OBJECTIVE To investigate the relation between the variation of the parameters of stimulation and the clinical effectiveness in parkinsonian patients treated with deep brain stimulation of the subthalamic nucleus (STN), to provide information on the electrical parameter setting and the mechanism of action of deep brain stimulation.
METHODS Ten patients with Parkinson's disease bilaterally implanted in the STN were studied. For every patient the intensity of the stimulus necessary to obtain the disappearance of contralateral wrist rigidity (required clinical effect, RCE) and the side effect threshold in 20 different conditions of stimulation, coupling four pulse width values (60, 120, 210, 450 μs) with five rate values (10, 50, 90, 130, 170 Hz) were determined.

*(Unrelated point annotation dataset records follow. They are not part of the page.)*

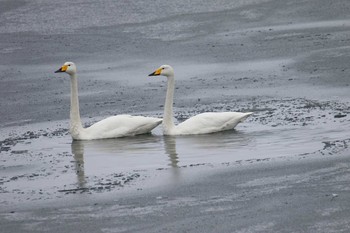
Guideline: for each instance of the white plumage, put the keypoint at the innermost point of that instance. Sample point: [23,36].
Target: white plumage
[203,123]
[111,127]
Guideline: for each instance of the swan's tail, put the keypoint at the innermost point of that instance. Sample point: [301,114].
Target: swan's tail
[245,116]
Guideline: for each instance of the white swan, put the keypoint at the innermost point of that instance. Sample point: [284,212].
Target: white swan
[111,127]
[203,123]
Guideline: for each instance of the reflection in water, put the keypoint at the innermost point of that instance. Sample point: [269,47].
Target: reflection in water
[78,152]
[144,152]
[170,150]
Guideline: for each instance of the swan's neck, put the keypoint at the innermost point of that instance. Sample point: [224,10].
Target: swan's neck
[75,121]
[168,122]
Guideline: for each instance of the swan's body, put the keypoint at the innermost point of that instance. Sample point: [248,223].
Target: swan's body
[111,127]
[203,123]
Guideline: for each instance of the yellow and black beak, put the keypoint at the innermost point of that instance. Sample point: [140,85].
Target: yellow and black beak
[156,73]
[62,69]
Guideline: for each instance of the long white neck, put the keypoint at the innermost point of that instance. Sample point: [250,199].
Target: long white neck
[168,122]
[75,121]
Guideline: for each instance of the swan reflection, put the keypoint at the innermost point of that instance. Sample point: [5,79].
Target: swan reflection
[110,156]
[170,150]
[78,153]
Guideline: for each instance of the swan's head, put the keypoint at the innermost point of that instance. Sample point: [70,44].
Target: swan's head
[164,70]
[68,67]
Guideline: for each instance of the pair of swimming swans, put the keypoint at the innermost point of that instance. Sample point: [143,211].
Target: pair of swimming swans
[127,125]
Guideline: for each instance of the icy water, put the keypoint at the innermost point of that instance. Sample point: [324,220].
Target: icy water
[292,72]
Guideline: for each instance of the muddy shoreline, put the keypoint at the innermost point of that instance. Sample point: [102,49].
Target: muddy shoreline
[285,169]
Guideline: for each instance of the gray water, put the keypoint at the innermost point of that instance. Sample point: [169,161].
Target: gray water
[228,56]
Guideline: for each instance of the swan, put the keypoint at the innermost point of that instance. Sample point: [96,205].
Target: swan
[209,122]
[111,127]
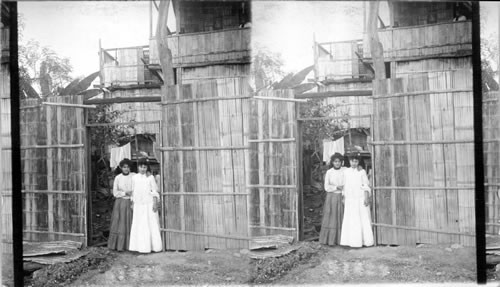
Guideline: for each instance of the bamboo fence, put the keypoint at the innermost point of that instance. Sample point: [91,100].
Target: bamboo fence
[204,157]
[53,169]
[450,38]
[424,159]
[125,66]
[6,230]
[491,137]
[338,60]
[229,164]
[199,49]
[273,166]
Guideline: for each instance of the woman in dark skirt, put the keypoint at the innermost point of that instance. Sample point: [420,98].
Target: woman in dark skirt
[121,219]
[333,209]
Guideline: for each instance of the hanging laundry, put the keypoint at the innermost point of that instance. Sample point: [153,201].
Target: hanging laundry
[119,153]
[331,147]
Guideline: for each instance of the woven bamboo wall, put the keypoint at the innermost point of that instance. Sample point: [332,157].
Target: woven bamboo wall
[421,13]
[491,137]
[53,170]
[340,61]
[211,15]
[273,165]
[190,75]
[6,239]
[353,106]
[424,145]
[227,46]
[127,68]
[204,158]
[404,68]
[453,38]
[138,111]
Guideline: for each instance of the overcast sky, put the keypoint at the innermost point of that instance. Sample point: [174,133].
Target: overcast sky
[288,27]
[73,29]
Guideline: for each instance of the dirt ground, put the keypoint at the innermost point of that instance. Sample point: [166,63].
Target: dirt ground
[7,274]
[328,265]
[171,268]
[387,265]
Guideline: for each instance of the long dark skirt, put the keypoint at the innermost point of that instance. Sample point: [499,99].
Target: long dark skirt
[121,221]
[331,225]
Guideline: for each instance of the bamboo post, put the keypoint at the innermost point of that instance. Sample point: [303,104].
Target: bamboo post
[50,175]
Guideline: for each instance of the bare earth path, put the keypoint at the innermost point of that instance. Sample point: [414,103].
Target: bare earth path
[387,265]
[132,269]
[333,266]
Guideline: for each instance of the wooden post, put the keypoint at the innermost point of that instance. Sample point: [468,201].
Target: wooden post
[164,52]
[315,51]
[376,49]
[101,64]
[391,13]
[150,19]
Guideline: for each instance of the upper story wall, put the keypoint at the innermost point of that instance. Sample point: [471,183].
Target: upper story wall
[209,33]
[420,30]
[340,60]
[126,66]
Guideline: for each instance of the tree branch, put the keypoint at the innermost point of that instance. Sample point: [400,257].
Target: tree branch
[376,48]
[164,52]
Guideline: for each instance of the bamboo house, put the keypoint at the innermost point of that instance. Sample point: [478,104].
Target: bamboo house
[6,240]
[231,157]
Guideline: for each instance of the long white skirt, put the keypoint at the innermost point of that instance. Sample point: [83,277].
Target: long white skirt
[145,231]
[356,225]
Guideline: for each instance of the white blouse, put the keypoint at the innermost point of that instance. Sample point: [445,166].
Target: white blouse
[356,183]
[145,189]
[121,184]
[334,178]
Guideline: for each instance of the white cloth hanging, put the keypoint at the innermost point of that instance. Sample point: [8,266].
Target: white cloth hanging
[331,147]
[119,153]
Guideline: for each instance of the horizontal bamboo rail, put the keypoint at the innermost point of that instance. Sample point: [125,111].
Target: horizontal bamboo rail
[421,142]
[421,93]
[271,186]
[123,124]
[271,140]
[205,234]
[193,148]
[422,187]
[332,94]
[204,100]
[54,191]
[334,118]
[120,100]
[205,193]
[53,146]
[54,232]
[422,229]
[281,99]
[272,227]
[70,105]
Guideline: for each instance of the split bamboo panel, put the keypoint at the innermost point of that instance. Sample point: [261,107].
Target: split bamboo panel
[273,181]
[435,203]
[127,68]
[6,239]
[230,45]
[54,171]
[353,106]
[204,165]
[491,136]
[425,40]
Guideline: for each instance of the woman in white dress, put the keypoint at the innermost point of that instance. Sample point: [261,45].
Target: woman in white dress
[145,232]
[121,218]
[333,209]
[356,225]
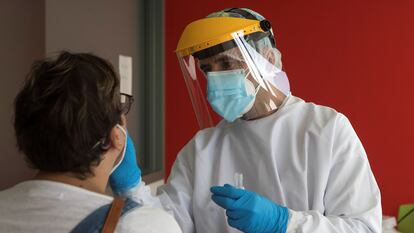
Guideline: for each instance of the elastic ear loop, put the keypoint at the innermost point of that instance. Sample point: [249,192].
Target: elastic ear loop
[123,152]
[258,86]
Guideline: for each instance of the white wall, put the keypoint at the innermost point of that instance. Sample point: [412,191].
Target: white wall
[22,42]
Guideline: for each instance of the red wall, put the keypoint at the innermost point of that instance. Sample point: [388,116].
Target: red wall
[355,56]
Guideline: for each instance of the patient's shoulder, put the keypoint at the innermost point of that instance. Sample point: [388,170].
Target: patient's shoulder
[148,219]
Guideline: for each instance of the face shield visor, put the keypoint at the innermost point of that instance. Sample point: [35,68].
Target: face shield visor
[234,75]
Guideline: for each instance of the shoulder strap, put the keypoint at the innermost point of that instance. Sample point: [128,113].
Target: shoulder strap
[94,222]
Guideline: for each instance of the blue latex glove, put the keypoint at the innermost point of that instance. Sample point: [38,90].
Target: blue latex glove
[127,175]
[249,212]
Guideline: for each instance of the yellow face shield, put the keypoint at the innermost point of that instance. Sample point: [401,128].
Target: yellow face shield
[228,74]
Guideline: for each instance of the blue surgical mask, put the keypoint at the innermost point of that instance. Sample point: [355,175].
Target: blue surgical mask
[230,93]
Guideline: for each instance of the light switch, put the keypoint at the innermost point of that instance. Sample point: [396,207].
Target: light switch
[125,74]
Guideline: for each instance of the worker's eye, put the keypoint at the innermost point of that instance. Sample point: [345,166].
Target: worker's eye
[205,68]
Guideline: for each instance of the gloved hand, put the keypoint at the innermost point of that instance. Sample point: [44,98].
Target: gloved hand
[128,174]
[249,212]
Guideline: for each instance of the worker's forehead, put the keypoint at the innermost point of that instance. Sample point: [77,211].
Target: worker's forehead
[226,56]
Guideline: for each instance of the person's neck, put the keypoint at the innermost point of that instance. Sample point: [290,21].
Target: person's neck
[92,183]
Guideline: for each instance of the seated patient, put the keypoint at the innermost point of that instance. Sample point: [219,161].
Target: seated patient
[70,124]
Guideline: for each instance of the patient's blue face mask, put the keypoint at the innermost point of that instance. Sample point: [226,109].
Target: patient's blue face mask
[230,93]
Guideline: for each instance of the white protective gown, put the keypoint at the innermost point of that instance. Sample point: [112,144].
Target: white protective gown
[305,157]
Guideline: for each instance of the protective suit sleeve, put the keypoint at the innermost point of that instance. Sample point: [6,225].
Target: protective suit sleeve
[352,197]
[176,195]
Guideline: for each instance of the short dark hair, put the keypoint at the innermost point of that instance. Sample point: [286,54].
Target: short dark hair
[65,112]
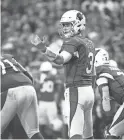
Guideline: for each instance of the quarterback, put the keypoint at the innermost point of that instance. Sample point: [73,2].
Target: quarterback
[21,97]
[110,81]
[77,56]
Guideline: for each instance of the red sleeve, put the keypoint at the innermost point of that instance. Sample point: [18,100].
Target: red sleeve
[70,46]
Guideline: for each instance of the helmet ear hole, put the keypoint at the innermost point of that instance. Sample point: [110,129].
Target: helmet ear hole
[79,16]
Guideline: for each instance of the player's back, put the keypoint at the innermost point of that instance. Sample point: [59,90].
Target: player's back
[47,88]
[12,73]
[115,78]
[80,69]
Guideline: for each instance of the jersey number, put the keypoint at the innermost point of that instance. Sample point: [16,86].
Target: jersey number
[4,68]
[48,86]
[90,63]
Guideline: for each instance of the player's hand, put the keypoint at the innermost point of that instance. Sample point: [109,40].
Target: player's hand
[39,43]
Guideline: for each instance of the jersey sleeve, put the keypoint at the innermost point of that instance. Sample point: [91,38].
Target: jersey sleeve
[103,71]
[101,81]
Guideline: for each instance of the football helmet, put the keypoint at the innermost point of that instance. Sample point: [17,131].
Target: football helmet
[113,63]
[72,23]
[101,57]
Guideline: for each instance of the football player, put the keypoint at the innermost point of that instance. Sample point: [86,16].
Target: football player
[48,90]
[110,81]
[77,57]
[21,97]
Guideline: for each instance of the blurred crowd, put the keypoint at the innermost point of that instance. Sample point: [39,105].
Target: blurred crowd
[21,19]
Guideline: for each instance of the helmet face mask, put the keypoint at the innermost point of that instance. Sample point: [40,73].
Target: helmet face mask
[75,19]
[101,58]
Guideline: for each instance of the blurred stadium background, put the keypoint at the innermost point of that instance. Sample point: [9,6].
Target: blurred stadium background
[20,19]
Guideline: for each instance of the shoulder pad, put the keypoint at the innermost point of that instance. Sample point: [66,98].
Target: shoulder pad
[7,56]
[72,41]
[104,71]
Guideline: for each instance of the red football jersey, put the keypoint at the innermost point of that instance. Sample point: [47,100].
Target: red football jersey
[48,88]
[80,69]
[13,74]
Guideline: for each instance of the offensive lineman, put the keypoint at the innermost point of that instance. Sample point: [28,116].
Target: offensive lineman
[77,57]
[21,97]
[110,81]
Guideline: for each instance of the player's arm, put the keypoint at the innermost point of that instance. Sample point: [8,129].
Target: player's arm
[102,83]
[59,59]
[22,69]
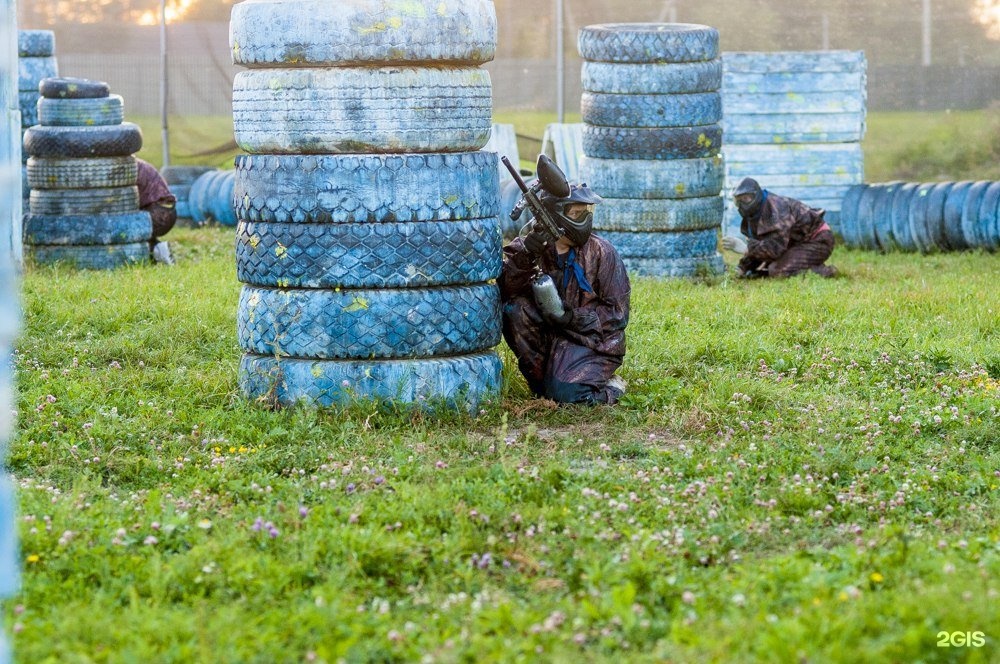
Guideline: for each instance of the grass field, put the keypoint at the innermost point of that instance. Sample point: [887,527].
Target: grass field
[802,470]
[913,146]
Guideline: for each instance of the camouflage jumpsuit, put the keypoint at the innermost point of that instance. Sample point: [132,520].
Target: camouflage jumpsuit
[569,364]
[788,236]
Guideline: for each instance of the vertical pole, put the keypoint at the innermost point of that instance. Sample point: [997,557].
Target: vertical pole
[165,133]
[560,65]
[927,33]
[10,150]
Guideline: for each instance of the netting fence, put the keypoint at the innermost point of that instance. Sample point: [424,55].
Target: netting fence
[963,71]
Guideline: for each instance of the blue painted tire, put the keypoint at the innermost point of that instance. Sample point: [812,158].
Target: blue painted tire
[648,42]
[125,228]
[367,188]
[61,142]
[35,43]
[55,173]
[90,257]
[28,104]
[848,226]
[386,255]
[900,217]
[196,196]
[63,87]
[341,110]
[667,78]
[815,159]
[763,128]
[102,111]
[462,382]
[651,110]
[989,218]
[637,215]
[795,62]
[31,71]
[852,84]
[683,244]
[368,324]
[953,206]
[659,143]
[971,226]
[296,33]
[676,268]
[107,200]
[220,208]
[653,178]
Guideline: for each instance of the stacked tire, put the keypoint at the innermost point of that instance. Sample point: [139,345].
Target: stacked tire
[180,179]
[651,140]
[925,217]
[210,198]
[794,122]
[368,236]
[35,60]
[84,203]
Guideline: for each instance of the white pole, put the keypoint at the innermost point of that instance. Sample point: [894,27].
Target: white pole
[165,133]
[927,33]
[10,150]
[560,65]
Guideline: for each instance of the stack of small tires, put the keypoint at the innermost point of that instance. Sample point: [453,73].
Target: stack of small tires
[925,217]
[651,142]
[210,198]
[368,235]
[180,179]
[794,122]
[35,60]
[84,203]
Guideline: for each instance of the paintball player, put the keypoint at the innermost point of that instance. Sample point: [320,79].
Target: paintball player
[784,236]
[156,199]
[570,358]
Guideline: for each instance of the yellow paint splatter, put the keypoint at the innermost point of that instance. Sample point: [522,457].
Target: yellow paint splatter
[357,304]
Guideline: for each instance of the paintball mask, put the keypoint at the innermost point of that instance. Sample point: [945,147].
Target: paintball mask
[573,213]
[749,197]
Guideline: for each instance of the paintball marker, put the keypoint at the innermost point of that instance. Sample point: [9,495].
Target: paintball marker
[552,180]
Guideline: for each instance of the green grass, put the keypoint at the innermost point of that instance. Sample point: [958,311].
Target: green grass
[801,470]
[913,146]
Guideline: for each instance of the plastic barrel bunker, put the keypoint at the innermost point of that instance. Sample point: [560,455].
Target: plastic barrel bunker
[368,233]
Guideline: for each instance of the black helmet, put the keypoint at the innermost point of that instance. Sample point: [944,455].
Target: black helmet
[750,206]
[577,230]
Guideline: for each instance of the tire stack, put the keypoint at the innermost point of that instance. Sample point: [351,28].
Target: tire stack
[180,179]
[651,143]
[794,122]
[84,205]
[35,60]
[211,198]
[925,217]
[368,236]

All the patients were tested after a 12 hour withdrawal of antiparkinsonian drugs, and the clinical evaluation was double blind.
RESULTS In all the patients it was impossible to obtain the RCE using 10 and 50 Hz stimulus rates. For all the other stimulus rate values, the intensity-pulse width curves (IPWCs) for the RCE and for the side effect threshold showed a hyperbolic trend. For every pulse width value, increasing the rate from 90 to 130 and to 170 Hz progressively decreased the intensity of the stimulus necessary to reach the RCE, but the differences were not significant. Within the same rate value, the progressive reduction of the stimulus intensity necessary to obtain the RCE, obtained with the lengthening of the pulse width was significant (p<0.05) only comparing 60 with 210 μs and 60 with 450 μs.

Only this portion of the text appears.